Para os políticos que estão se elegendo hoje, para a Presidência, os governos estaduais e os legislativos, refletirem e  pensarem no que fazer: as dívidas de pessoas físicas e jurídicas (empresas) no país, segundo o diretor do departamento Econômico do Banco Central, Altamir Lopes, atingiram em junho deste ano o montante de 1 trilhão e 530 bilhões de reais. Juros, em média, de 40% a/a, portanto 600 bilhões flutuando no mercado a cada doze meses. Se somarmos a esse 1 trilhão e 530 bilhões, lembro eu, a dívida mobiliária interna do governo, papéis no montante de 1 trilhão e 500 bilhões, vamos concluir que o sistema global de endividamento alcançou em junho a cifra fantástica de 3 trilhões de reais. De lá para cá, só fez aumentar, embora poucas pessoas realmente se preocupem com isso.

É praticamente o nível do PIB, para se fazer uma comparação. Setenta por cento a mais do que o orçamento da União para 2010, que se eleva a 1 trilhão 766 bilhões. A diferença é que enquanto para o primeiro bloco da dívida os juros anuais são de 40% (oito vezes a taxa inflacionária calculada pelo IBGE), para o segundo bloco (dívida do governo para com os bancos) a taxa anual é de 10,75%. Os dois resgates, entretanto, são impossíveis.

Outro dia os jornais publicaram que a dívida mobiliária interna (títulos em poder dos bancos e dos investidores, grande parte estrangeiros) cresceu 7% no semestre, atingindo 1 trilhão e meio. Para as pessoas físicas, a velocidade é de 1% ao mês. Ou 12% a cada período de 12 meses. Porque é impossível o resgate? Porque os reajustes salariais ficam muito abaixo, pelo menos a metade do crescimento anual das dívidas.

As pessoas físicas deviam em junho – acentua o jornalista Eduardo Cucolo, autor da matéria – 496,9 bilhões de reais. A massa de salários para ao ano no país ficava em torno de, no máximo, 800 bilhões. É só constatar a arrecadação do FGTS em 2009, contida no relatório da Caixa Econômica, publicado no Diário Oficial. Foram 48,7 bilhões. Como tal receita refere-se à contribuição patronal de 8% sobre as folhas de pagamento, conclui-se que elas oscilam em torno de 600 bilhões. Mas há quase 6 milhões de servidores públicos, civis e militares, que não se encontram incluídos no Fundo de Garantia. Então verifica-se que os assalariados devem 60% de seus vencimentos. E os juros cobrados (40%) superam por oito vezes o índice oficial da inflação.

A indústria deve – acentuou Altamir Lopes – 323,9 bilhões. O setor de serviços (por que tanto?) deve 265,2 bilhões. Para o setor de habitação, despesa pública, foram contratadas dívidas no montante de 110,6 bilhões de reais. Insuficiente, por sinal. Já que o déficit brasileiro situa-se hoje em torno de 11 a 12 milhões de moradias minimamente dignas. E programas de habitação têm que incluir saneamento e infraestrutura a começar por água, esgoto e eletricidade.
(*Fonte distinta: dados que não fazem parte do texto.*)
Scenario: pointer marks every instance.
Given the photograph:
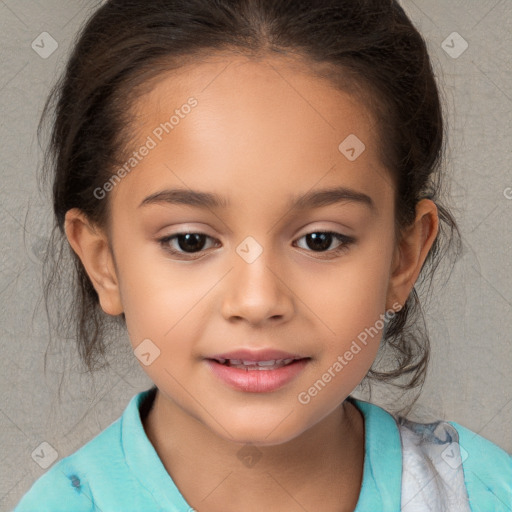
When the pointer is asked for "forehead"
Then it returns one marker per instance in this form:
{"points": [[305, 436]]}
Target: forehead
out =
{"points": [[259, 126]]}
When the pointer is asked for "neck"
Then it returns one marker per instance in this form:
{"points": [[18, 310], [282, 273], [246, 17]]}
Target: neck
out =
{"points": [[324, 464]]}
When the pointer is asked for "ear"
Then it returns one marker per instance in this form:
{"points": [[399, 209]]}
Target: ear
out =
{"points": [[90, 243], [411, 252]]}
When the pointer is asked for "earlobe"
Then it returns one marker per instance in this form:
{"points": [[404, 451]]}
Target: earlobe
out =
{"points": [[90, 243], [411, 253]]}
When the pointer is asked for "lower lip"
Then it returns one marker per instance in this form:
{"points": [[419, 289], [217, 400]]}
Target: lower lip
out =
{"points": [[257, 381]]}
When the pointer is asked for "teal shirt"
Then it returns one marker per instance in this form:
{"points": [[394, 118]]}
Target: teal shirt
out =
{"points": [[119, 470]]}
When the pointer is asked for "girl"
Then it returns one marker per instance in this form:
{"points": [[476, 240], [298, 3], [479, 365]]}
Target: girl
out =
{"points": [[298, 145]]}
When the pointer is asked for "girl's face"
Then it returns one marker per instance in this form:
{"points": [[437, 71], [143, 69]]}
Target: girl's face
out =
{"points": [[259, 141]]}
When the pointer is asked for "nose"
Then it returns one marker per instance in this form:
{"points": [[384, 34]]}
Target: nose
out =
{"points": [[257, 291]]}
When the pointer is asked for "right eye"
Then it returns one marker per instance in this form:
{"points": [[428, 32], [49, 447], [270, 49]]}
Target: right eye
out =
{"points": [[186, 243]]}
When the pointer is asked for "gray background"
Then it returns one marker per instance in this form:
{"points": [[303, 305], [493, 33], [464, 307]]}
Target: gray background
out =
{"points": [[470, 319]]}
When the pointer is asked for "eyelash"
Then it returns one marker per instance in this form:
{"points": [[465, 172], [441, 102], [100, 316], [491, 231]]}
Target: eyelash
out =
{"points": [[345, 240]]}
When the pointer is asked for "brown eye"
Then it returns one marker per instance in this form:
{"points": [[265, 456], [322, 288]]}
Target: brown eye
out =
{"points": [[185, 243], [321, 241]]}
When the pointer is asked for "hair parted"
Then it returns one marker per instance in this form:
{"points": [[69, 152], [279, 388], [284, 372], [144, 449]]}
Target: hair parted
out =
{"points": [[368, 47]]}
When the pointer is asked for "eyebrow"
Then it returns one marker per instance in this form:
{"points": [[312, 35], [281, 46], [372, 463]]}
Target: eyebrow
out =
{"points": [[310, 200]]}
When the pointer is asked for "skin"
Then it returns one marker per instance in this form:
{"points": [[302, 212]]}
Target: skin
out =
{"points": [[264, 130]]}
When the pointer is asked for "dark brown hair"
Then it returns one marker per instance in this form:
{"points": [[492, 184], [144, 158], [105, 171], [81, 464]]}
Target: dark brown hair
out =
{"points": [[367, 46]]}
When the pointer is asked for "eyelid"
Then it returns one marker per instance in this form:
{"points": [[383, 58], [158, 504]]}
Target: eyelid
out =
{"points": [[345, 242]]}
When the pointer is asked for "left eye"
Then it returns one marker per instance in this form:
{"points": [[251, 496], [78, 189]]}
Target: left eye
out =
{"points": [[321, 241], [192, 243]]}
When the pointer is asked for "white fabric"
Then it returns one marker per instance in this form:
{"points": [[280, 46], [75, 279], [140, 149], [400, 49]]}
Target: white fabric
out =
{"points": [[432, 473]]}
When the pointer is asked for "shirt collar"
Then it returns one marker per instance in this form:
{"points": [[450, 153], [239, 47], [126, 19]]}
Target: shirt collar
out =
{"points": [[382, 471]]}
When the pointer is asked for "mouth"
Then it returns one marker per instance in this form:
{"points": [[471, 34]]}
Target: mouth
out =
{"points": [[257, 373], [252, 365]]}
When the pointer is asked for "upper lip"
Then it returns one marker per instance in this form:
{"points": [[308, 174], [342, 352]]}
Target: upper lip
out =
{"points": [[256, 355]]}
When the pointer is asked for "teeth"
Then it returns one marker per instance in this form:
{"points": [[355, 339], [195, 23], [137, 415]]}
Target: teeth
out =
{"points": [[271, 364]]}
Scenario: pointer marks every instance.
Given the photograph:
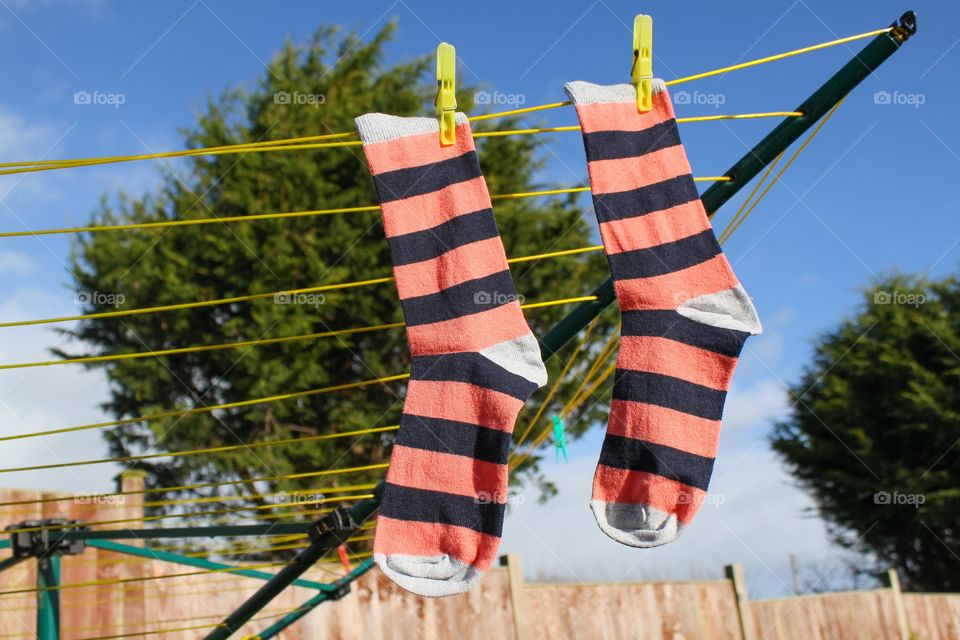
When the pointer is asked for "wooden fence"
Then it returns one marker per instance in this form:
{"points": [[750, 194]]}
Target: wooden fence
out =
{"points": [[128, 597]]}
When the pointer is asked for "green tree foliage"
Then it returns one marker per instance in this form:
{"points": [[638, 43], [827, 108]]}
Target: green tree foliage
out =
{"points": [[874, 429], [329, 81]]}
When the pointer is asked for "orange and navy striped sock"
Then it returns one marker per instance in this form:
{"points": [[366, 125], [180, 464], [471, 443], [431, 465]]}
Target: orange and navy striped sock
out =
{"points": [[474, 360], [685, 317]]}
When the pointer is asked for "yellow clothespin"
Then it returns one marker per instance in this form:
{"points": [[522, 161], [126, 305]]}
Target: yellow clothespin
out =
{"points": [[642, 71], [446, 101]]}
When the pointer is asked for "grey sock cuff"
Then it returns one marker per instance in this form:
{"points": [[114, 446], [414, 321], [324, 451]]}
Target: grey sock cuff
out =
{"points": [[380, 127], [581, 92]]}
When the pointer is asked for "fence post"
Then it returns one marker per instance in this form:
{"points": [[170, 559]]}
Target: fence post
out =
{"points": [[734, 573], [518, 596], [898, 607]]}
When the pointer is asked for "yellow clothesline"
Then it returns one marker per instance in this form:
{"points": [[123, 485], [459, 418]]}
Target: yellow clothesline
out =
{"points": [[318, 141]]}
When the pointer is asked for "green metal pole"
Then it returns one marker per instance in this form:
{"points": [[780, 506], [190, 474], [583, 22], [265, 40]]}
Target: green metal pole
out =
{"points": [[48, 598], [741, 173], [322, 543], [6, 563], [200, 563], [311, 604]]}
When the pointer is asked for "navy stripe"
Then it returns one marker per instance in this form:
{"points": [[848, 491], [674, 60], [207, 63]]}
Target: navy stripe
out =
{"points": [[640, 202], [472, 367], [435, 241], [614, 145], [404, 503], [672, 325], [670, 463], [454, 437], [464, 299], [664, 258], [416, 181], [669, 392]]}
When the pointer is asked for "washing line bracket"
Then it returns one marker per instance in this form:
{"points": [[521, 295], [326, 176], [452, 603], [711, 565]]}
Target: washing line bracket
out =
{"points": [[44, 538], [338, 523]]}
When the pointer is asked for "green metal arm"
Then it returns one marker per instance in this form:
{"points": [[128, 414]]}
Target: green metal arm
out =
{"points": [[200, 563], [311, 604], [323, 541], [785, 134]]}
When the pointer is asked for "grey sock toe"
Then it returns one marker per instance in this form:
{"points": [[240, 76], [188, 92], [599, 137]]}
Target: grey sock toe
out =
{"points": [[636, 525], [433, 576]]}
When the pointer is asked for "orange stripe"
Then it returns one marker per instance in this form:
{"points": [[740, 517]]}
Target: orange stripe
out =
{"points": [[623, 116], [415, 150], [660, 425], [460, 475], [659, 227], [671, 358], [417, 213], [462, 401], [626, 174], [468, 333], [467, 262], [432, 539], [671, 290], [638, 487]]}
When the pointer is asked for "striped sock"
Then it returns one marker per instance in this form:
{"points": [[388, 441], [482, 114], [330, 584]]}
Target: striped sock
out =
{"points": [[474, 360], [685, 317]]}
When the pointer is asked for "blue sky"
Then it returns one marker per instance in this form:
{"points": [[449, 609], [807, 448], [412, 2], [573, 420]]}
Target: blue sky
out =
{"points": [[873, 193]]}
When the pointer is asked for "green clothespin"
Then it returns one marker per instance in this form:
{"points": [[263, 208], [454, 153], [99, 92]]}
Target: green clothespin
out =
{"points": [[559, 439]]}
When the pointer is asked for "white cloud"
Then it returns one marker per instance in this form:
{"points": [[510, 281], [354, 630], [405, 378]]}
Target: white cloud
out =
{"points": [[755, 405], [45, 398], [15, 263], [760, 520]]}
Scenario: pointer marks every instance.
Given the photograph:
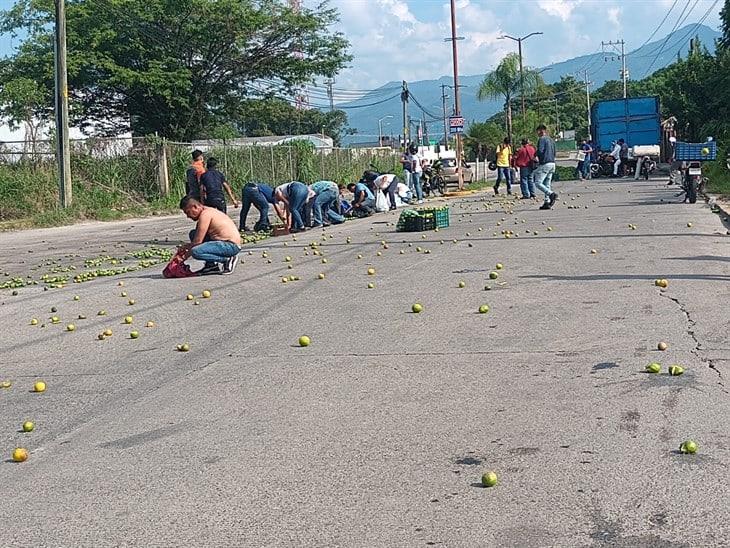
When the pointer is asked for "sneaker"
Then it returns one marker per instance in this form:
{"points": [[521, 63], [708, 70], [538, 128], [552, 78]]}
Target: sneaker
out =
{"points": [[230, 265], [209, 268]]}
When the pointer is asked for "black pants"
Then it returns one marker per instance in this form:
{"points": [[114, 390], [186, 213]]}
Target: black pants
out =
{"points": [[218, 203], [390, 191]]}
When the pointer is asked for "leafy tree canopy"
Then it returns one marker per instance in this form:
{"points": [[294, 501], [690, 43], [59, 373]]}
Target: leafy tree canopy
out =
{"points": [[175, 67]]}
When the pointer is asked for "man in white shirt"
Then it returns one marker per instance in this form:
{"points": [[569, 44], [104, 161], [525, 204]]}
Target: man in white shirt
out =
{"points": [[387, 183], [416, 172], [616, 153]]}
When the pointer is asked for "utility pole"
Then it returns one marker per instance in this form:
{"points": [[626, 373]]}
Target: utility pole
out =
{"points": [[522, 74], [406, 129], [329, 82], [624, 73], [63, 152], [446, 131], [588, 103], [457, 94]]}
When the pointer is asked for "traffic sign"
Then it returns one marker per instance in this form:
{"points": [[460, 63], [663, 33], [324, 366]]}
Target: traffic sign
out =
{"points": [[456, 124]]}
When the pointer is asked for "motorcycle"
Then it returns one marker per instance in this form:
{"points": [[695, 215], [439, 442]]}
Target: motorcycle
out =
{"points": [[693, 183], [603, 167]]}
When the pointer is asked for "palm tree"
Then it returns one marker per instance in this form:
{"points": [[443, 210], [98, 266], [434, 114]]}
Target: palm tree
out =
{"points": [[504, 82]]}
Solução difícil, já que no Brasil existe a correção de débitos pela taxa Selic. Impossível recair sobre o setor de habitação. Pelo seguinte: os reajustes salariais não acompanham os das prestações e, ainda por cima, extremo absurdo, a correção recai também sobre o valor dos juros. Assim, de fato, existem duas atualizações dentro de uma só. Nos Estados Unidos, por exemplo, a correção prevista está embutida na taxa de juros cobrados. O valor das prestações não muda ao longo do tempo. Em nosso país, muda a cada três meses. E muda para pior. Cada vez torna-se mais penoso poder pagar as mensalidades. Correção em cima de juros? Ótimo para os banqueiros. Péssimo para a população.